If you want to advance, turn the distributor clockwise. To retard, counterclockwise. As you do this, the numbers on the flywheel will either go up or down depending on the direction you turn the distributor.
Having trouble seeing the timing marks?
My numbers were somewhat hard to read. They were covered in gunk. Thankfully someone else had marked where 0* BTDC was for me so I didn't have to hunt to hard for them. If you're having trouble, turn your car off, illuminate the engine bay, put the car into neutral, choke your wheels, and rotate the engine clockwise only ( no really, only rotate the engine clockwise) using the power steering belt pully bolt. Once you see the numbers you need, use a shot of paint to mark the location and go back up above to finish your adjustments.
8. Once you've set your timing in idle, you now have the option of finding a friend to help you check the timing at various levels of engine load and making further adjustments.
These instructions and timing specs are outlined in the FSM. Generally, they include running the engine at 3500 rpm and checking the timing while also adding in the vacuum advance.
Edit: If you disconnect the idle air controller module (do this with the engine off) the car will automatically set its idle to 1500 RPM. This will allow you to set the timing spec to this amount.
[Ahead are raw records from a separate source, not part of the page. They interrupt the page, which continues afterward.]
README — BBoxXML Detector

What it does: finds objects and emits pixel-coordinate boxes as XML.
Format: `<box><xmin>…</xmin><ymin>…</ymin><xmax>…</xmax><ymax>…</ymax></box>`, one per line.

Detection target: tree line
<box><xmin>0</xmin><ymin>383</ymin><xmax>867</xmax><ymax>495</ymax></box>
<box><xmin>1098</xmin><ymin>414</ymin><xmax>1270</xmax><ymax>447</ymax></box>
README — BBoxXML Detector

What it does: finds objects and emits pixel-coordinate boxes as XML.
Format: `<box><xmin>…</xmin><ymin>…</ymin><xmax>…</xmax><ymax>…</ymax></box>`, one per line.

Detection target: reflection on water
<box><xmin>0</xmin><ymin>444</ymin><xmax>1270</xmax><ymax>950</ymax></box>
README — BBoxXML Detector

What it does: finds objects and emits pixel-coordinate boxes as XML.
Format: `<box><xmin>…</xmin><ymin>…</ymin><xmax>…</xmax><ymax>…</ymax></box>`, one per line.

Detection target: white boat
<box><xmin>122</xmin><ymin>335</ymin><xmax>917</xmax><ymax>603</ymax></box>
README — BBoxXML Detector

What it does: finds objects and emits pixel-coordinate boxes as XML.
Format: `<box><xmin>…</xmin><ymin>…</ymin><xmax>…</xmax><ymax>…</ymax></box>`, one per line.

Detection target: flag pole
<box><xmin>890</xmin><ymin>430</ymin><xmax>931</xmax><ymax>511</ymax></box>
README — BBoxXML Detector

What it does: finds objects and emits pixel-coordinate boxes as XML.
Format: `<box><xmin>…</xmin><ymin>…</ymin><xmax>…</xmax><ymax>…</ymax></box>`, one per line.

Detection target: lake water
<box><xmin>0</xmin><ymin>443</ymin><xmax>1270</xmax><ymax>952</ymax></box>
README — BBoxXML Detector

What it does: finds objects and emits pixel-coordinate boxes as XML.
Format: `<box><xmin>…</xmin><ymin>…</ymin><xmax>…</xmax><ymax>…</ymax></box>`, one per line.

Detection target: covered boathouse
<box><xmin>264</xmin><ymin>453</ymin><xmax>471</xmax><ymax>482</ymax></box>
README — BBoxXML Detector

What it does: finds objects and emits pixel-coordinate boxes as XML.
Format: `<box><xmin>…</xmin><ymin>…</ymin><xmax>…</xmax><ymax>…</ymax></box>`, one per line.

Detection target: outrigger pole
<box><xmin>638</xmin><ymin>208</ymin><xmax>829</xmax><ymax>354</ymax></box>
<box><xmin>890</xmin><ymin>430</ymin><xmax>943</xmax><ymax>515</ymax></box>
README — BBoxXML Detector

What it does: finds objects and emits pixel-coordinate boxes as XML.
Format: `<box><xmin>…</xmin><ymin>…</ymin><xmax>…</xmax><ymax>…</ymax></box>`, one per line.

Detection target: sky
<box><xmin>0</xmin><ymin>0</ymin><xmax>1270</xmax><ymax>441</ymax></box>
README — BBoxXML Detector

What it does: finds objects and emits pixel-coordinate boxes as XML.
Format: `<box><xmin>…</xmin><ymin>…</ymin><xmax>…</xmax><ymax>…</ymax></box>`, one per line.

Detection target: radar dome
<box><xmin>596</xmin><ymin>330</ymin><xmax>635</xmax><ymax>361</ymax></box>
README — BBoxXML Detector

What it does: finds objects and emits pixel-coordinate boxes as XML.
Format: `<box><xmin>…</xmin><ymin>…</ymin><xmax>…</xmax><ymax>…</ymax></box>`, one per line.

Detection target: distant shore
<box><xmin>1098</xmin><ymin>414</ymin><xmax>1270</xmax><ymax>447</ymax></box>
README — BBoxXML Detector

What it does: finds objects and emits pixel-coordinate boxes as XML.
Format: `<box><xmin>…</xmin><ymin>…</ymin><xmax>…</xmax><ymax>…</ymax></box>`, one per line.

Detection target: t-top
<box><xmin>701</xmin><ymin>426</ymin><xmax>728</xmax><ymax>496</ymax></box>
I recommend you at least do this, because just setting the idle timing will not get you the "peak" performance the FSM wants.
9. Once you're satisfied with your adjustments, tighten the hex bolt from step 2. Be very careful as it is incredibly easy to bump the distributor and mess up all of that work we just did.
10. Once the distributor has been tightened, restart the car and do one last check of your idle timing with your ignition timing gun to make sure it is set to where you want.
Congrats! You've successfully set the timing on your car. Crack a beer and take her for a spin. Bonus points if you do both and not get pulled over for a DUI.